Record basics
- Album name: Stephen Stills
- Artist name: Stephen Stills
- Year: 1970
- Number of discs: one
- Label: Atlantic Records
- Collection: Brenner / Gessner
- Distinguishing characteristics: My parents each had a copy of this record. My father’s copy had a “G” written on the upper left corner of the album, and my mother’s copy had “Brenner” written on the back of the album and on the LP.
- Buy it on Amazon: $12.00
My review
Level of familiarity before listening
I don’t have any particular memory of listening to this record, though I might have heard it at some point.
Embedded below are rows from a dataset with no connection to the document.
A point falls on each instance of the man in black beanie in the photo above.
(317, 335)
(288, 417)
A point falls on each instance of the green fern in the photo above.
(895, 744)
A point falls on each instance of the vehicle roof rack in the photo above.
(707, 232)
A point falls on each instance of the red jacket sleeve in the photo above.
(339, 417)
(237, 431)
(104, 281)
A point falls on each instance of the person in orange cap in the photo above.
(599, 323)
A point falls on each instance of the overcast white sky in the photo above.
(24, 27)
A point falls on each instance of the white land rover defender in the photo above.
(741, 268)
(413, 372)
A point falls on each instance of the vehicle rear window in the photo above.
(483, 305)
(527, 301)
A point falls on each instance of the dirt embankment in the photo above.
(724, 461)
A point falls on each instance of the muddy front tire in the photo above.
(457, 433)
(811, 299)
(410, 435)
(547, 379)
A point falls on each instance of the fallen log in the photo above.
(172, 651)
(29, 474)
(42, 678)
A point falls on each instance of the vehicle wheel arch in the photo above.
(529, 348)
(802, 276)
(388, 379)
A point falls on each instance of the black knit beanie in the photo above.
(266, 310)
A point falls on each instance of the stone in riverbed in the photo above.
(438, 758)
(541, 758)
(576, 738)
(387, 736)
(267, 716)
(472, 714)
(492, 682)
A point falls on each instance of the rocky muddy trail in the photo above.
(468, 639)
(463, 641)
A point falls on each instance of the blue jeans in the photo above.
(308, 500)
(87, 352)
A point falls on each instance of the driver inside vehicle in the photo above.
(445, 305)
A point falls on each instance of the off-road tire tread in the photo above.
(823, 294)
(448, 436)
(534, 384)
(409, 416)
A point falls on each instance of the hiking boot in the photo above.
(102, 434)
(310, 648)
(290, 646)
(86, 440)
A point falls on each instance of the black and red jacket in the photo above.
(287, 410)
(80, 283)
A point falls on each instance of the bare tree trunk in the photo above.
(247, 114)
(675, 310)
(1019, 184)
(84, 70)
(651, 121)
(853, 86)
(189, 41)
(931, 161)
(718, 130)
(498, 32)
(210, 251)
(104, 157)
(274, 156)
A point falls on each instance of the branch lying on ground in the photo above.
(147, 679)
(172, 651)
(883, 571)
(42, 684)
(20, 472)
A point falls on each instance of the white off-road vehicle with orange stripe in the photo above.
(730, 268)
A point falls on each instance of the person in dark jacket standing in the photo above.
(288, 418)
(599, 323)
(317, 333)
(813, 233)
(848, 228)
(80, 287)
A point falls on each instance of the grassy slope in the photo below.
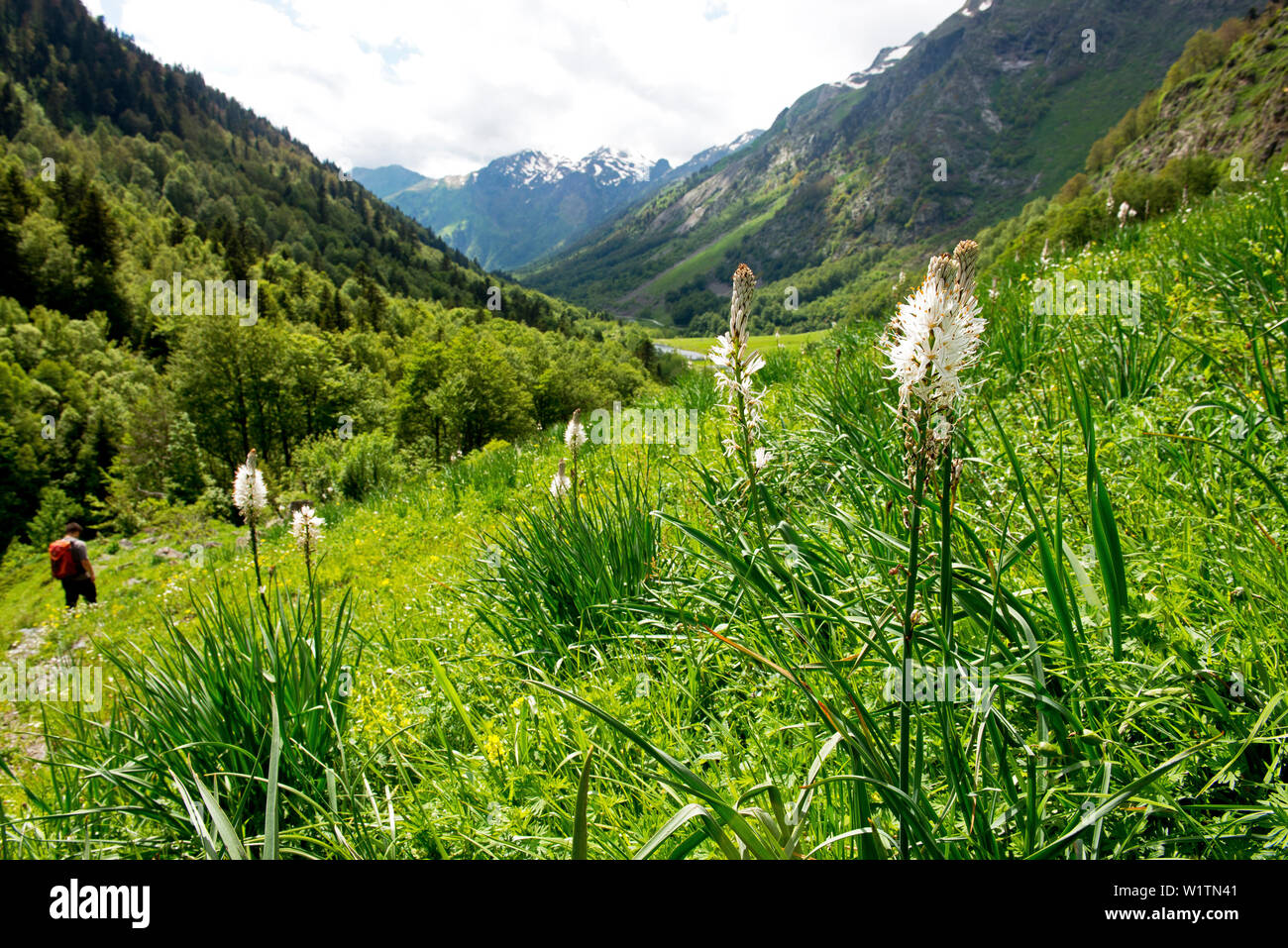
(791, 342)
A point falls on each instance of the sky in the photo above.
(445, 88)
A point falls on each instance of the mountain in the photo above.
(939, 137)
(310, 322)
(1225, 97)
(527, 205)
(1219, 121)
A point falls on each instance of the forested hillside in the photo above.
(120, 176)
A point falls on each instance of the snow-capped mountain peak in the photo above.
(887, 58)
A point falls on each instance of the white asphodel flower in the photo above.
(934, 335)
(307, 528)
(737, 364)
(559, 483)
(250, 496)
(575, 436)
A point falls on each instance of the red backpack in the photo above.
(62, 561)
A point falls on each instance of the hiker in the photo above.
(68, 558)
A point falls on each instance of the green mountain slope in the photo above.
(841, 188)
(527, 206)
(120, 176)
(1219, 120)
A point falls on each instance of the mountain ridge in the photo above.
(522, 207)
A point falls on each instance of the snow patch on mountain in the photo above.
(885, 59)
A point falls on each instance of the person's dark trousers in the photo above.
(76, 587)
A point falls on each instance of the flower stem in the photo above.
(909, 601)
(945, 556)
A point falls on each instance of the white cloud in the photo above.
(445, 88)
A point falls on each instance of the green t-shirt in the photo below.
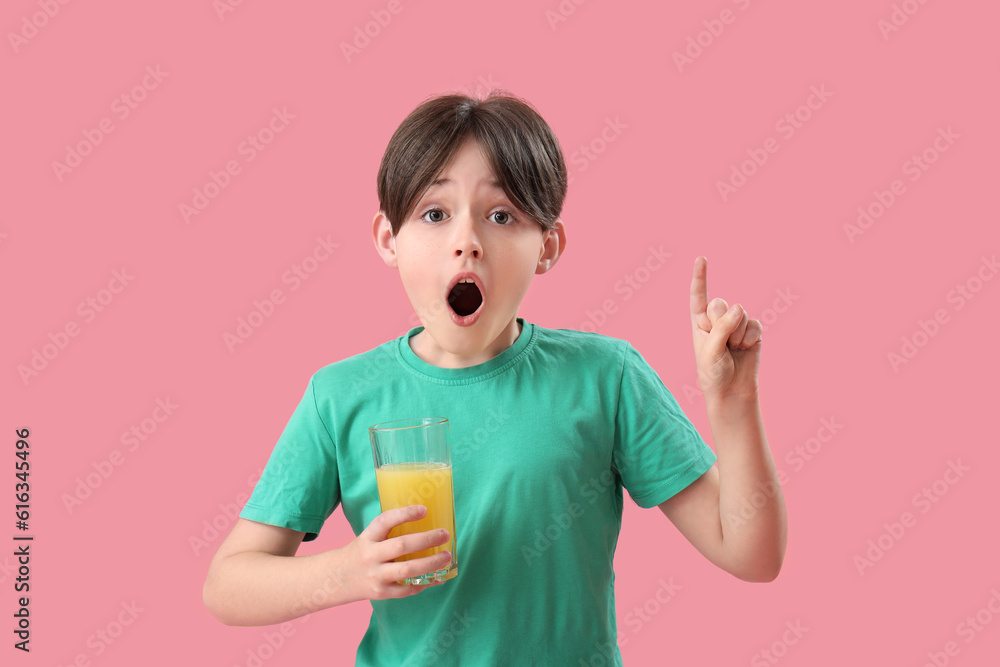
(543, 438)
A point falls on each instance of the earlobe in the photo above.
(385, 242)
(553, 247)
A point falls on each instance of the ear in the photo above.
(385, 242)
(553, 246)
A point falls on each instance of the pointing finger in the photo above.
(736, 338)
(717, 309)
(699, 293)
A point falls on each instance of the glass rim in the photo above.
(411, 422)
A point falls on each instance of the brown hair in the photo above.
(520, 147)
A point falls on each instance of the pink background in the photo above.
(681, 130)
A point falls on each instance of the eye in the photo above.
(433, 210)
(508, 217)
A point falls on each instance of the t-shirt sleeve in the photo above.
(299, 487)
(658, 452)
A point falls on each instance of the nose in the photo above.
(466, 242)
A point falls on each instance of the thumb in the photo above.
(722, 329)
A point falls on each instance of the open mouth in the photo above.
(465, 298)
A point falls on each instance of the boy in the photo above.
(547, 428)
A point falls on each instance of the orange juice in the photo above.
(429, 484)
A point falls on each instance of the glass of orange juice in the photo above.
(413, 467)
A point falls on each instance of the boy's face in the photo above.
(465, 224)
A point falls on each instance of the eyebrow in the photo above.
(494, 184)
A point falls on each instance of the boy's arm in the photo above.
(256, 579)
(734, 514)
(712, 512)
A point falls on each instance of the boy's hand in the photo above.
(726, 341)
(372, 555)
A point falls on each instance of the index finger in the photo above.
(378, 530)
(699, 292)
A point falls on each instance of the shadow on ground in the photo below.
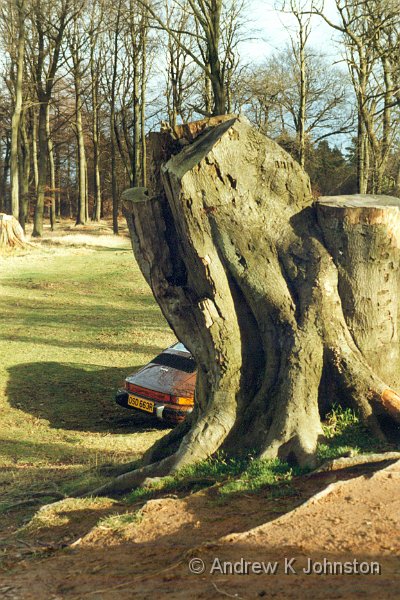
(76, 397)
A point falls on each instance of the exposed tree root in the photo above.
(250, 275)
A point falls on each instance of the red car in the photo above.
(164, 388)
I do recognize one song by name, Love the One You’re With, and I’ve reviewed a wide variety of Stephen Stills’ work:
- Retrospective: The Best of Buffalo Springfield (1969): 5/5
- Crosby, Stills & Nash (1969): 5/5
- Déjà Vu by Crosby, Stills, Nash & Young (1970): 5/5
- Woodstock: Music from the Original Soundtrack and More (1970): 4/5
- 4 Way Street by Crosby, Stills, Nash & Young (1971): 5/5
- Stephen Stills 2 (1971): 2/5
- So Far by Crosby, Stills, Nash and Young (1974): 4/5
- CSN by Crosby, Stills & Nash (1977): 2/5
- Daylight Again by Crosby, Stills & Nash (1982): 1/5
What I expected
This is Stephen Stills’ first solo record. I’ve already listened to his second, and thought that it was not good.
What it was actually like
This was nowhere near as bad as Stills’ second solo record, so that was a relief.
Love the One You’re With is a truly great pop song – fun and catchy, rich and complex, memorable, rhythmic and melodic, and I even didn’t mind the soul style backing vocals. The steel drums were maybe the only part of it that I would have cut.
For whatever reason that I was unable to determine, he then took those soul style backing vocals and made an entire song around them, Church (Part of Someone), which was terrible (and also too slow). Sit Yourself Down was similar, but not as bad.
To a Flame was easy listening, and also quite bad. I had a difficult time picking the worst song between that one and Cherokee, which was a weird grab bag of lots of different sounds, with an atrocious horns part, but decided that the latter was the worst because of its abysmal and nauseating saxophone solo.
The most pleasant surprise on the record was two songs at the end of the first side, Old Times Good Times, a great rock song with pretty strong wailing guitar, and Go Back Home, an excellent blues rock song. I was really impressed with Stills when I heard how great those two songs were, and then I checked the back of the album to read the credits… and who was it that played the guitar on those songs? Jimi Hendrix and Eric Clapton. So, yeah.